3. Was den Vorwurf der Gleichheitsverletzung betrifft, weil nicht zwischen Unternehmen unterschieden wird, die Arbeitnehmer beschäftigen, und solchen, die das nicht tun, ist auf die wettbewerbsordnende Funktion der Ladenschlußregelungen zu verweisen. Rechtfertigt oder erfordert der Interessenausgleich zwischen Arbeitnehmern, Gewerbetreibenden und Verbrauchern eine Regelung von der Art, wie der Gesetzgeber sie getroffen hat, so ist es nicht unsachlich, wenn er eine Benachteiligung von Betrieben zu vermeiden trachtet, die Arbeitnehmer beschäftigen (müssen). Dazu kommt - abgesehen von einer Erleichterung der Überprüfung der Einhaltung der Vorschriften -, daß auch Handelsgewerbetreibende ohne Arbeitnehmer oder solche, die auf deren Einsatz verzichten müßten, durch den Wettbewerb zu überlangen Geschäftszeiten genötigt werden könnten, die vielfach betriebswirtschaftlich nicht gerechtfertigt wären, - ein Umstand, der den Gesetzgeber zwar nicht verhält, auf das freie Spiel der Kräfte Einfluß zu nehmen, einer solchen Einflußnahme aber ein sachliches Anknüpfungsmerkmal bietet und sie daher seinem rechtspolitischen Ermessen anheimstellt. Das Streben nach Ordnung des Wettbewerbs kann in diesem Punkt zwar einen übermäßigen Eingriff in die Erwerbsfreiheit allein nicht rechtfertigen (VfSlg. 11558/1987); eine Regelung, die den verfassungsrechtlichen Anforderungen der Erwerbsfreiheit standhält, wird aber auch nicht allein deswegen unsachlich, weil sie möglichst wettbewerbsneutral gestaltet ist. Es liegt darin also keine Verletzung des Gleichheitssatzes, da die Ladenschlußvorschriften nicht allein von der sozialpolitischen Schutzfunktion zugunsten der Arbeitnehmer getragen werden.

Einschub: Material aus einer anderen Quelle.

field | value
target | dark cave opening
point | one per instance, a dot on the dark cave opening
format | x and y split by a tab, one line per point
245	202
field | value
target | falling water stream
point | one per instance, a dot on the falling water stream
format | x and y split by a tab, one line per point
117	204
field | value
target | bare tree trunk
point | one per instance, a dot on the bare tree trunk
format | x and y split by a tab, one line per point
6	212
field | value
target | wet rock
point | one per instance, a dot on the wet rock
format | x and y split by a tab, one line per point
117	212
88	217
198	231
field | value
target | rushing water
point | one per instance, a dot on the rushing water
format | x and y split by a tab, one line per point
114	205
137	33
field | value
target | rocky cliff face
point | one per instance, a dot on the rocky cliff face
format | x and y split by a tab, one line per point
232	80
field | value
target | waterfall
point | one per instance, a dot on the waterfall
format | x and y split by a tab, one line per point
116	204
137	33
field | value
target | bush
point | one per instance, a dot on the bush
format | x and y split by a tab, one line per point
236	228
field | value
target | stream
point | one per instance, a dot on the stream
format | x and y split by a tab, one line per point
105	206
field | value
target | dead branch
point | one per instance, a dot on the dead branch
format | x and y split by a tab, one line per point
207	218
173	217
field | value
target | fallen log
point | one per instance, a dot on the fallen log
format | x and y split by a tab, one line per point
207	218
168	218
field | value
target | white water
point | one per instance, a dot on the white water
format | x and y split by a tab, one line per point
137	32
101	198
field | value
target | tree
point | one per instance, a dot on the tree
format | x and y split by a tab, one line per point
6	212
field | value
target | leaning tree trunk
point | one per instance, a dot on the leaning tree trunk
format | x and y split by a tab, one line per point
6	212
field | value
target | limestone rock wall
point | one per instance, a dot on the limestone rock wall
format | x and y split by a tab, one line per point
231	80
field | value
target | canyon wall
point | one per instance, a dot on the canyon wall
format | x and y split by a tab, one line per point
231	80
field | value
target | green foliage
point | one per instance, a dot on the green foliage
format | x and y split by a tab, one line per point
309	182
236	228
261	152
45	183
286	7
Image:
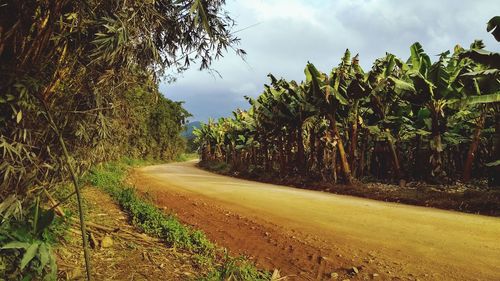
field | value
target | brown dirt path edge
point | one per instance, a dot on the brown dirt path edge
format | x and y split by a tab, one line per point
125	259
311	235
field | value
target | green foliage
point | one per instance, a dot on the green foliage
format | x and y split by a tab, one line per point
155	222
236	269
420	120
26	239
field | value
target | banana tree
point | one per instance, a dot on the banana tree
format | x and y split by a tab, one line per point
329	94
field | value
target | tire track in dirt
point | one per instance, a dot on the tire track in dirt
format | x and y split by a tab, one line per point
308	238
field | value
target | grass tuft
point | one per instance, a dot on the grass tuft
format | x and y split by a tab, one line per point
149	218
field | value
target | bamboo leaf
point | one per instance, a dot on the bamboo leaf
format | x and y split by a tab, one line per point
29	255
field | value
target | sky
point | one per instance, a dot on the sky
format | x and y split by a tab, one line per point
283	35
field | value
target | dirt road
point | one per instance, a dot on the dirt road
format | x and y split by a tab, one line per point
310	235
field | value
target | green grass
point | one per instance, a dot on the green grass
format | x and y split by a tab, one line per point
146	216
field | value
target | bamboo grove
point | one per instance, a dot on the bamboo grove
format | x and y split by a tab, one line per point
79	86
401	120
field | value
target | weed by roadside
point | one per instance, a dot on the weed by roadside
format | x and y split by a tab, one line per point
146	216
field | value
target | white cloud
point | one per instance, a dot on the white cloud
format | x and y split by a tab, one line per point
292	32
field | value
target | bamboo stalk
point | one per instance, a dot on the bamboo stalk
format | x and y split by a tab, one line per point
77	190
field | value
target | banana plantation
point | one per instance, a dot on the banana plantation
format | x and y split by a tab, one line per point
408	119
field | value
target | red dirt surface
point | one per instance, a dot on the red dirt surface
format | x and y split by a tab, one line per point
307	237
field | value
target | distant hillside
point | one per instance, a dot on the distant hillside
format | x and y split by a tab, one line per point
188	133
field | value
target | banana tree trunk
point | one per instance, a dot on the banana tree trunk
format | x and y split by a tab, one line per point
312	150
354	140
395	159
436	145
300	151
343	157
495	171
466	176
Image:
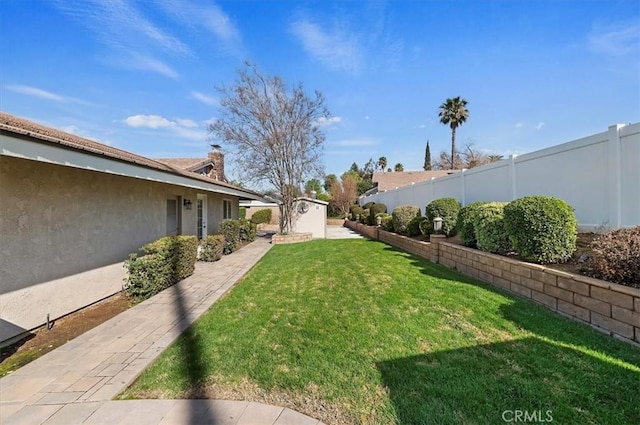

Die vorgebrachten Bedenken treffen also insgesamt nicht zu. Die Anträge sind in der Sache abzuweisen.

Da von einer mündlichen Erörterung eine weitere Klärung der Rechtssache nicht zu erwarten war, wurde von einer mündlichen Verhandlung abgesehen (§19 Abs 4 VerfGG).